Ironically, this post is actually prompted by a real-world event in real time (I’m writing this at 3:10pm, and I’m about to hit “Publish”).  It’s not your business what post exactly prompted it or why. Yes, I said essentially the same thing to the person involved in an e-mail.  And suffice to say that if you think I’m being obliquely snarky about someone on the blog, read the last paragraph.

I’m updating my “If you think I’m talking about you” page (if you haven’t read it yet, you should) with two bullet points:

  • Many – but not all – of my posts are written well in advance of when they appear on the blog.
  • I often try to relate or generalize my experiences from one area of my life to another one.  This happens enough that it’s actually part of my bio on my website.  

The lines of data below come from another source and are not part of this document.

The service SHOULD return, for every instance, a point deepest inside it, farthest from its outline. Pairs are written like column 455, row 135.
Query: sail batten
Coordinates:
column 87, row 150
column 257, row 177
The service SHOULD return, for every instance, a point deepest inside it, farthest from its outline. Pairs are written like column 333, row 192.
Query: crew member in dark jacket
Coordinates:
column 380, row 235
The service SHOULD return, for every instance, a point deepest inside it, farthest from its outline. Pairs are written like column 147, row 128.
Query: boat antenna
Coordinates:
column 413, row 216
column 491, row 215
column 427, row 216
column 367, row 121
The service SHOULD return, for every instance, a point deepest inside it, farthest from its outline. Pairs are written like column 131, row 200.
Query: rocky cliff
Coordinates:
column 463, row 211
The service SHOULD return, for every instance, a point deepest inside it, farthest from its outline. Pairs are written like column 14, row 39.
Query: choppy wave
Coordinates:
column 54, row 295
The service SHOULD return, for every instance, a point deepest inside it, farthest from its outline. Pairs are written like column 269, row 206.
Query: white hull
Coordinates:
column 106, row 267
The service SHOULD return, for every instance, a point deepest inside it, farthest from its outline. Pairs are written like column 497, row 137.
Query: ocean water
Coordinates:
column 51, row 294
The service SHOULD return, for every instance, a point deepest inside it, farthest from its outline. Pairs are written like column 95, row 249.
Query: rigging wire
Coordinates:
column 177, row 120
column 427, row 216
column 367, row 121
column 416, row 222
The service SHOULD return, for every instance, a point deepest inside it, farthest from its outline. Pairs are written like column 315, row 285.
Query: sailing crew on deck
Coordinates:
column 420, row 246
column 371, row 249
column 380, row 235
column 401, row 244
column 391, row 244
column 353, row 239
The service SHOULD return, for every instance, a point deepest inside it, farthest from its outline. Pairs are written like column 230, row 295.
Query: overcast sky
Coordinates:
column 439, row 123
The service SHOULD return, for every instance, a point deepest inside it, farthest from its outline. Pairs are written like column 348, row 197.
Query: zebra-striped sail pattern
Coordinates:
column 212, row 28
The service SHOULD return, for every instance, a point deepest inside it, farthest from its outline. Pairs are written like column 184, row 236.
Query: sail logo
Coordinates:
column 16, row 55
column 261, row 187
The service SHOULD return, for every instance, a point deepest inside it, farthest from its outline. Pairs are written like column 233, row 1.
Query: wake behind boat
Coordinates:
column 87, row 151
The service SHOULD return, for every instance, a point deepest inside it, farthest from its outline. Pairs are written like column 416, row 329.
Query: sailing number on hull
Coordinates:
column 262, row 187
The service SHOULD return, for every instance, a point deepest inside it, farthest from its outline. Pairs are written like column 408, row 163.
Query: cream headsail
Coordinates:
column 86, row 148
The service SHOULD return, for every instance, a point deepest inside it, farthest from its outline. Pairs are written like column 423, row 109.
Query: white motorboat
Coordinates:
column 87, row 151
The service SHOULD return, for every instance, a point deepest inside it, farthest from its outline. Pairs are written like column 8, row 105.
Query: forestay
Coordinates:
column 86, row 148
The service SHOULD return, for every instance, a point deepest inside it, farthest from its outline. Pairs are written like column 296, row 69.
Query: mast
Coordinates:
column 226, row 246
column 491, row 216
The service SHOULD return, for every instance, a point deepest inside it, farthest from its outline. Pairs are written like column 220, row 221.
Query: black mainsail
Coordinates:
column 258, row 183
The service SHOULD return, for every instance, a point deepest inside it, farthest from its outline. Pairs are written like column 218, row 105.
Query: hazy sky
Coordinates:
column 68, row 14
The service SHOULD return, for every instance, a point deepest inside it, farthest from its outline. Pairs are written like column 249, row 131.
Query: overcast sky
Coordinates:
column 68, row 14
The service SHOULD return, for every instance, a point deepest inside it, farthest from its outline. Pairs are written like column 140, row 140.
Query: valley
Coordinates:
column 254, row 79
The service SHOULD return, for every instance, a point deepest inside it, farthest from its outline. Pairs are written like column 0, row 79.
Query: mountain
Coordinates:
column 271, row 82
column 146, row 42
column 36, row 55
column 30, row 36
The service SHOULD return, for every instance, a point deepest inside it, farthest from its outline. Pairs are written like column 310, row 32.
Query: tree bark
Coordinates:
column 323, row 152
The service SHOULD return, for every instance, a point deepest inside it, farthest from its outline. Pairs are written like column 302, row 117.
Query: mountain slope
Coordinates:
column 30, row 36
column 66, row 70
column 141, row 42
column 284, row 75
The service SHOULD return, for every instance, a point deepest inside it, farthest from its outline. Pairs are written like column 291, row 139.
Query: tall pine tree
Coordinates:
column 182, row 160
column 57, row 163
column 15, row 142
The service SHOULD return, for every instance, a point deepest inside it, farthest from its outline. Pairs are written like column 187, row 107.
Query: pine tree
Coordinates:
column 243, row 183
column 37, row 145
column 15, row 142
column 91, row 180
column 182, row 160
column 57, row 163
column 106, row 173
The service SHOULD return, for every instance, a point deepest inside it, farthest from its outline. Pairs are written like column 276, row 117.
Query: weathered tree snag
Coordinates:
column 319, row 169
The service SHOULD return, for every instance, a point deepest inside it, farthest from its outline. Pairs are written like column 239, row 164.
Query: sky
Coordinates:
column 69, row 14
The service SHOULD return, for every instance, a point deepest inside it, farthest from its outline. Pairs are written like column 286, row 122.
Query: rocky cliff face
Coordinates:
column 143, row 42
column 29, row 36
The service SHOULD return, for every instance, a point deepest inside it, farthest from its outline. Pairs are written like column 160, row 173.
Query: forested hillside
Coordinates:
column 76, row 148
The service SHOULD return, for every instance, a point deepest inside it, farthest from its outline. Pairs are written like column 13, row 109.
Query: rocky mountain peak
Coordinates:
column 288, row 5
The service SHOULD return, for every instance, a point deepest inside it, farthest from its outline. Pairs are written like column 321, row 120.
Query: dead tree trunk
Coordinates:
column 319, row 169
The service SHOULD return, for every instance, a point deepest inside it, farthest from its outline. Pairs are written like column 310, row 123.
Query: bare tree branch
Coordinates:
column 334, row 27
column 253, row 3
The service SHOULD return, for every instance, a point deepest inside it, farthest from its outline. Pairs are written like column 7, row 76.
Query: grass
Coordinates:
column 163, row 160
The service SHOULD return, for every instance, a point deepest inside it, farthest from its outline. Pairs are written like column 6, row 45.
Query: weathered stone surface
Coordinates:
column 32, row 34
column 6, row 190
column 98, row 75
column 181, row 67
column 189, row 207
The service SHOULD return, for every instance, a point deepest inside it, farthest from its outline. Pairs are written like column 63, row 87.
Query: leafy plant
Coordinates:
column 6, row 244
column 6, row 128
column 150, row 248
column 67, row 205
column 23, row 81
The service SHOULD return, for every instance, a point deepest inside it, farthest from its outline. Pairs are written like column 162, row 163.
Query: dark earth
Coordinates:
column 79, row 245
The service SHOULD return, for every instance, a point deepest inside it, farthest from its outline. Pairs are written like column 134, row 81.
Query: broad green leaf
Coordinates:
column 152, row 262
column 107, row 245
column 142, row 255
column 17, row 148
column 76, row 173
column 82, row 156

Let me give you a real world example (partially because it’s convenient, but also because it’s such a good example and doesn’t violate HIPPA laws):1

  • All of the “review posts” were written about two weeks before I even started scheduling them on the blog.
  • The post about the “Old Boy’s Club In Writing and Publishing” was inspired by the events at my day job that followed after I wrote Get User Input and Print to any Networked Printer From the Windows CLI and Visual Basic.  I took the experience in my day job, and generalized that to the publishing world (because most of you are not here about my day-job adventures).   I wrote that post somewhere around New Year’s and scheduled it that week.
  • Obviously, I will bump schedules, write something in real time, and call someone out by name (hello Penny Arcade!) when necessary.
  • I don’t make a distinction between the scheduled pre-written posts and the “immediate response” ones.  The events in this post about playing Minecraft with my kid?  Happened two days prior.  The blog entry posted well after he’d gone home.  No distinction made between that two-day old post, the Penny Arcade post (written immediately before posting it), and the “Old Boy’s Club” post that was inspired and written weeks before.

I’m doing my damnest this year – we could call it a resolution – to say what I mean.  That means to be REALLY CLEAR when I’m being snarky – and avoid snark the rest of the time.  Which is kind of hard when you’re a sarcastic SOB by inclination.  But that topic should probably be it’s own post.

I’ll schedule it.

1 And before you ask “Oh, is this what prompted you to write this?”… please re-read this entire post.  I’m not going to answer that.